Ana Almeida, técnica de conservação marinha na SPEA, juntou-se à cerimónia de forma virtual. Descreveu o prémio como uma validação do trabalho que a ONG vem a desenvolver há uma década. “Isto é um grande incentivo para darmos continuidade ao nosso trabalho de conservação e levarmos esta e outras medidas de mitigação até outras áreas”, acrescentou.

A licenciada em Biologia Marinha e Pescas pela Universidade do Algarve sustentou que o “papagaio afugentador” não impede os pescadores de pescar as espécies pretendidas. E revelou também que a SPEA está a “trabalhar com parceiros” para levar o dispositivo até “outras áreas europeias” — e até mesmo outros continentes.

Entre a protecção do falcão-da-rainha e uma app para monitorizar as cavernas

Os vencedores das restantes categorias do galardão (conservação terrestre, comunicação, benefícios socio-económicos e cooperação transfronteiriça) foram, respectivamente, os projectos ElClimA (Grécia), New Horizons (Bulgária) e LIFE Stop Cortaderia (Espanha) e, ainda, a aplicação CaveLife (Alemanha).

O ElClimA visou melhorar os habitats do falcão-da-rainha (Falco eleonorae), uma ave rara e migratória que, pode ler-se no site da CE, é “particularmente susceptível às alterações climáticas”. O projecto New Horizons foi uma campanha de comunicação através da qual a Green Balkans — organização dedicada à conservação de animais e ecossistemas raros na Bulgária — e três organizações mediáticas sensibilizaram a população para a necessidade de conservação dos habitats.

A iniciativa LIFE Stop Cortaderia resultou de uma colaboração entre a Sociedade Ornitológica Espanhola e, em Portugal, a Câmara Municipal de Vila Nova de Gaia e o Instituto Politécnico de Coimbra. No seu âmbito, pessoas com diferentes tipos de incapacidades foram contratadas para tentar erradicar a erva-das-pampas (Cortaderia selloana) de cinco zonas Natura 2000 na Cantábria. Já a app CaveLife foi desenvolvida pela Federação Alemã de Espeleologia e procura monitorizar o estado dos habitats subterrâneos (e das espécies que os habitam), para tal dando tanto a especialistas como a espeleólogos amadores a possibilidade de contribuírem com informação relevante para a base de dados.
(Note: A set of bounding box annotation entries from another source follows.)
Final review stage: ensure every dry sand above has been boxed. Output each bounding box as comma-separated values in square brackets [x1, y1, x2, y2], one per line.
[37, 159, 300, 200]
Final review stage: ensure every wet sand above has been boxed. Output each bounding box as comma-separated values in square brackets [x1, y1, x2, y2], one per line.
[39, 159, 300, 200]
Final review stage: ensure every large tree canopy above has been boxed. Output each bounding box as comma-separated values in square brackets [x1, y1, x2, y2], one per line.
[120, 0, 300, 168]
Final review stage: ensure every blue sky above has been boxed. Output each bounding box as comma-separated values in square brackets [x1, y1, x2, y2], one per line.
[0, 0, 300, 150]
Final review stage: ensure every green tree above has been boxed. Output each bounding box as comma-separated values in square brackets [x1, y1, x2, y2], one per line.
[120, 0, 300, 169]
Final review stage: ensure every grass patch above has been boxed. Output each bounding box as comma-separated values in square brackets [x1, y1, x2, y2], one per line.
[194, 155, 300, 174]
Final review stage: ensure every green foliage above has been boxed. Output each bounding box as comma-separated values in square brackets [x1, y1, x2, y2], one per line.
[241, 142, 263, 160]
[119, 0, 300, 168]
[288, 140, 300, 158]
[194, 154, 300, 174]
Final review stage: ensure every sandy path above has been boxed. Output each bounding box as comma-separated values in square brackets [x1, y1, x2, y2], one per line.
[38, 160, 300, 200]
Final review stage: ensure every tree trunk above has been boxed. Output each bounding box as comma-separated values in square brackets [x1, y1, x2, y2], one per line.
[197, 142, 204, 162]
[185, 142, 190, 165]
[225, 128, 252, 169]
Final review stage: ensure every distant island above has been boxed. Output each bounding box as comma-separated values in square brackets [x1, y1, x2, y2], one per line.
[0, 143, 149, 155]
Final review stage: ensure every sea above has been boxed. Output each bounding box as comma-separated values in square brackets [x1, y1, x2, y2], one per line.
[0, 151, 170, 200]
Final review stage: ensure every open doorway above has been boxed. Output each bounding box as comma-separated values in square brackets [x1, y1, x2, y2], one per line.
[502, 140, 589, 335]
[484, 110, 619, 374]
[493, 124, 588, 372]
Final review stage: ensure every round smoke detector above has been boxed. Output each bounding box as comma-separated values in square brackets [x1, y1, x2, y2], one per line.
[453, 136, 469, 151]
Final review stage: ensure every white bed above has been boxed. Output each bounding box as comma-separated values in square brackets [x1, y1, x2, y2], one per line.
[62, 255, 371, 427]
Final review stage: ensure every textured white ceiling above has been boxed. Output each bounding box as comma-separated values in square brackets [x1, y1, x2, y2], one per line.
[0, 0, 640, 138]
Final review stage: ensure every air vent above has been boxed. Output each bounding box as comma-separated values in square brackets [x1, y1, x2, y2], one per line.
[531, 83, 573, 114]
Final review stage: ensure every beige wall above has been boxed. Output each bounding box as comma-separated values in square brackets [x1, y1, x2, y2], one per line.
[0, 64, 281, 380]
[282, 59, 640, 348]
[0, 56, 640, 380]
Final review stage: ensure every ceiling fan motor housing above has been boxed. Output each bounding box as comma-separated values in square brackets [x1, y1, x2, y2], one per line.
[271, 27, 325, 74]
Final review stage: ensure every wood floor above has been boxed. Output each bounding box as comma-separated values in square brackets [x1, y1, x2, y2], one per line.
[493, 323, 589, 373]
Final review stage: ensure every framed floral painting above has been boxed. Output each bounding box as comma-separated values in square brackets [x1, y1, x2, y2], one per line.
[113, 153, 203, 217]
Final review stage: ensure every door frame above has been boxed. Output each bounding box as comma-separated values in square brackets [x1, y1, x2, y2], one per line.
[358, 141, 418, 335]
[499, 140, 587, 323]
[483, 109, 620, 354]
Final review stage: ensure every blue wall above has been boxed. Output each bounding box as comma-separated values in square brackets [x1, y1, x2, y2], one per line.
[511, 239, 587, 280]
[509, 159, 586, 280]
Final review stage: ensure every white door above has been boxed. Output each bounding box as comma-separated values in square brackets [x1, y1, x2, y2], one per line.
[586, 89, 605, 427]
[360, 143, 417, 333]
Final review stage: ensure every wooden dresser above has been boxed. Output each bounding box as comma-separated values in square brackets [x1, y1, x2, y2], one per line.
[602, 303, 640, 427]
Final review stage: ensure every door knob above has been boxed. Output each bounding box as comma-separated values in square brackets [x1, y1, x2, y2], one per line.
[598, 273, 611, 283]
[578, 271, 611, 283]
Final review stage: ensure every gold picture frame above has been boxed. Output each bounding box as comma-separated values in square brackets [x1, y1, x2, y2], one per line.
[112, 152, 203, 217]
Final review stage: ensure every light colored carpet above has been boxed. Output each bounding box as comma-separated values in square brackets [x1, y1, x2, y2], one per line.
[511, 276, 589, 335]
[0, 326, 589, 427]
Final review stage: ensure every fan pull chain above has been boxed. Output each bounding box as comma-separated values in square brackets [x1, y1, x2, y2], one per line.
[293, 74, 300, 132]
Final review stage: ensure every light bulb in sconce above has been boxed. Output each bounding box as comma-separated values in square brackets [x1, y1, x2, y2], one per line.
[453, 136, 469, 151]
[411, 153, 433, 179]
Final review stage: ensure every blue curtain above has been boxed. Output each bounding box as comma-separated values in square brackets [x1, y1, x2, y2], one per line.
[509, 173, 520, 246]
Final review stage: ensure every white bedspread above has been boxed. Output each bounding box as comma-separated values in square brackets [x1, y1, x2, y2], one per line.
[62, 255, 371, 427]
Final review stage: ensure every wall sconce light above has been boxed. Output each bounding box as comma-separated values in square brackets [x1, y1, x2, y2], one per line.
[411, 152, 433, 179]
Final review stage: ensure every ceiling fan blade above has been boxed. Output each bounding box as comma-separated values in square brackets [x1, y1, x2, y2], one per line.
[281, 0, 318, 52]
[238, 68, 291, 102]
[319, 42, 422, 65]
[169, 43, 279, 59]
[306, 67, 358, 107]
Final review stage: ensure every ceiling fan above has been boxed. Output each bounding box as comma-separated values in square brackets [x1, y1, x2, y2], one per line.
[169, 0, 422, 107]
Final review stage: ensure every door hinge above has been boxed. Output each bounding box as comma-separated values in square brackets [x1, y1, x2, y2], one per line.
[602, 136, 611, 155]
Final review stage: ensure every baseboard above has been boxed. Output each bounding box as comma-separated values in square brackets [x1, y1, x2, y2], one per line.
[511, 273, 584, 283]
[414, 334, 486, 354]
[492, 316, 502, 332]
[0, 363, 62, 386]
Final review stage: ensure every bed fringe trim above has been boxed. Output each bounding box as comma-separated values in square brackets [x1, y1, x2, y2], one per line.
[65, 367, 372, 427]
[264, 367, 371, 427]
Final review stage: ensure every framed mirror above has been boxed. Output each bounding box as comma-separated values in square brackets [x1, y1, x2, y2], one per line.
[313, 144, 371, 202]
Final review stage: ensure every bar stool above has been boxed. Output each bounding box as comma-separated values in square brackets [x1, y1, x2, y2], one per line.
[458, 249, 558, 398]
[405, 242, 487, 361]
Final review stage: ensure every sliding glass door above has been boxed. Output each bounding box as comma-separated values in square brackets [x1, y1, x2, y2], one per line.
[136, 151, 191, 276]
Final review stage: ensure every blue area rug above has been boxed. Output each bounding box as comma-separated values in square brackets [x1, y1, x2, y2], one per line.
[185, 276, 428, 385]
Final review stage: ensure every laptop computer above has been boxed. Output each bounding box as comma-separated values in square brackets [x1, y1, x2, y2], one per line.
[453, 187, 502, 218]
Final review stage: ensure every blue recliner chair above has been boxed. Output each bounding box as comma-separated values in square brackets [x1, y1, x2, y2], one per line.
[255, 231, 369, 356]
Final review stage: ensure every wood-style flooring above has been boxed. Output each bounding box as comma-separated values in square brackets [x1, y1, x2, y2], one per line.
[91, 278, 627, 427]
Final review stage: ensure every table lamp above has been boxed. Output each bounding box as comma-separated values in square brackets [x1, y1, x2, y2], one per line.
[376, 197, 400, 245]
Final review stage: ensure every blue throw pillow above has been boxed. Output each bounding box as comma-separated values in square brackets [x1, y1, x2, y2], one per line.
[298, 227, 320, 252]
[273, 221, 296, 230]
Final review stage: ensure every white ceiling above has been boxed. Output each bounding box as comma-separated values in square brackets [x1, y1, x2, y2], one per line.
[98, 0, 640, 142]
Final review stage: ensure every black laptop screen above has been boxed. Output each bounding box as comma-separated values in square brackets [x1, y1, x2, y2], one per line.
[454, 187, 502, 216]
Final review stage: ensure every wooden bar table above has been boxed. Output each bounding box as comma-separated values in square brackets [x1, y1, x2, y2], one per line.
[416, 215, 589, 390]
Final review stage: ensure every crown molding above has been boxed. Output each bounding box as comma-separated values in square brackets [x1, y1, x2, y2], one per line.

Houve ainda um prémio adicional: o Citizens’ Award, que se tratava do galardão cujo vencedor podia ser determinado pelo público. Foi distinguido o projecto com mais votos, o programa FLORA (Áustria).

Três dos 21 finalistas da sexta edição do Prémio Natura 2000 eram projectos portugueses: o MedAves Pesca, o Todos na Rede (categoria: comunicação) e o Migra Miño-Minho (categoria: cooperação transfronteiriça).